Alexandra Shulman’s new book, Clothes… and other things that matter, sees her pinpointing certain items in her wardrobe memory that have special associations. Here we ask four contributors for their own choices of clothing and design inspiration…
My father died when I was 15 and because I was so young, nobody thought very much about giving me a keepsake, but one thing I did snaffle was a gorgeous cashmere camel coloured jumper of his. This jumper – oh my word – has been with me through thick and thin! Originally, I used to wear it to feel closer to him. I was wearing it when I was involved in a car crash at 18 (my mother darned, badly, the hole that was a casualty of the crash). I left it drying for too long over the Aga in my thirties and burned the neck. And yet all these years later, it still has a place in my wardrobe. It’s big on me, so it’s always a go-to on damp rainy days when I feel like snuggling up on the sofa. And apart from the hole and the burn it’s still in pretty good nick. I recently bought a woman’s version of a similar jumper which is great – but nothing can replace the original!
My collections of painted clothes always have a strong emotional theme, often inspired by travel. Last winter was different, as I stared out of our windows at the magnificent trees in the garden. The sky got bluer and the birds sang louder and the squirrels and I got to know each other. I fell in love with the huge box elder and the white poplar standing side by side in our hillside garden – they looked like massive drawings against the sky. And the ideas came flooding in! Then I realised that through every window of the house there was a different view of trees. The resulting fabric and garment designs saw trees appear simply rendered and framed, criss-crossing across the pieces, so that each garment become a ‘habitation’. The collection had found its inspiration on my doorstep for the very first time.

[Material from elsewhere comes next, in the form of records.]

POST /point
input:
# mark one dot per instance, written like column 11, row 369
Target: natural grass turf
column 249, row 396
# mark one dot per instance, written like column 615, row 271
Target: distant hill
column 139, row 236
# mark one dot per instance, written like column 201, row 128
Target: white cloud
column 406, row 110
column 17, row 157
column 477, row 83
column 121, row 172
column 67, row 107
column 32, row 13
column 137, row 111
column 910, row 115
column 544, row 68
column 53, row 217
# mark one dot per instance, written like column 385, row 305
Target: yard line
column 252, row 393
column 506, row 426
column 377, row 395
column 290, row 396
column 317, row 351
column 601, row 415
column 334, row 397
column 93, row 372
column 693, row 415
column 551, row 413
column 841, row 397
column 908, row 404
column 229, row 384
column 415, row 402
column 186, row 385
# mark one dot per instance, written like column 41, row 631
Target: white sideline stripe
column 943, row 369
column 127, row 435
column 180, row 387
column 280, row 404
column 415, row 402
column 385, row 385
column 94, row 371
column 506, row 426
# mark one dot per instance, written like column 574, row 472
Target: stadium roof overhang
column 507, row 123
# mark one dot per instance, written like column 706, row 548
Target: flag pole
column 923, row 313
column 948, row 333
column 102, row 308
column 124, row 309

My choice of clothing started life as a floral patterned chiffon dress, about knee length, and was bought for £5 from the Chelsea Antique Market on Kings Road. I snatched it from the hands of Jenny Kee (now a famous Australian designer) who ran the shop. She used to save items she thought I’d like before a famous star or model snapped them up (Brigitte Bardot, Pattie Boyd and Bianca Jagger all shopped there). I loved the transparency of the printed chiffon (who wore a slip in your twenties when you had a body to show off?) and the gentle pattern of what looked like spring flowers.
It was so soft to the touch that I felt as if I was wearing nothing, a fact not invisible to boys who swirled around just as its hemline swirled around my knees. My mother thought it was ‘tarty’ but that only made it more attractive to me! It lived a jet set life, hanging out with The Rolling Stones in recording studios, on beaches in Barbados with Eric Idle and Penelope Tree, and was envied by Julie Christie in Malibu Colony, who told me “that dress really suits you”.
Back in England it had now become tattered and holes began to appear under the arms and on the hemline. I took courage and cut it down to a blouse which looked great with a pair of jeans and red boots, so it gained a new lease of life. When I realised that it was reaching the end of its days it went to the back of my cupboard. There it has remained, although maybe one day I’ll frame it so my octogenarian self can reflect on the eclectic life the blouse and I have led! It proves Martha and the Vandellas line in Dancing in the Streets: “It doesn’t matter what you wear, just as long as you are there.”
Read our interview with Carinthia West here:
Those who know me these days might associate me with colourful shirts and long shorts – my uniform over the past decade – but I had a different image in my youth. While I was growing up, Jon Pertwee’s sartorial elegance as Doctor Who must have seeped into my consciousness, because by the time I went to university I was gadding about in frilly shirts, velvet jackets and a cape! Other favourite fabrics included woollen ponchos, and a McGregor tartan dressing gown, as any avid fans of The Hitchhikers Guide To the Galaxy will understand. As a student I would stride boldly into rough pubs in the West End of Newcastle, cape flying behind me… The Geordie mafia types must have thought “Divvent mess with that lad, he must be hard as nails!” Above: Nick on stage during a gig at Nottingham University 1989–90.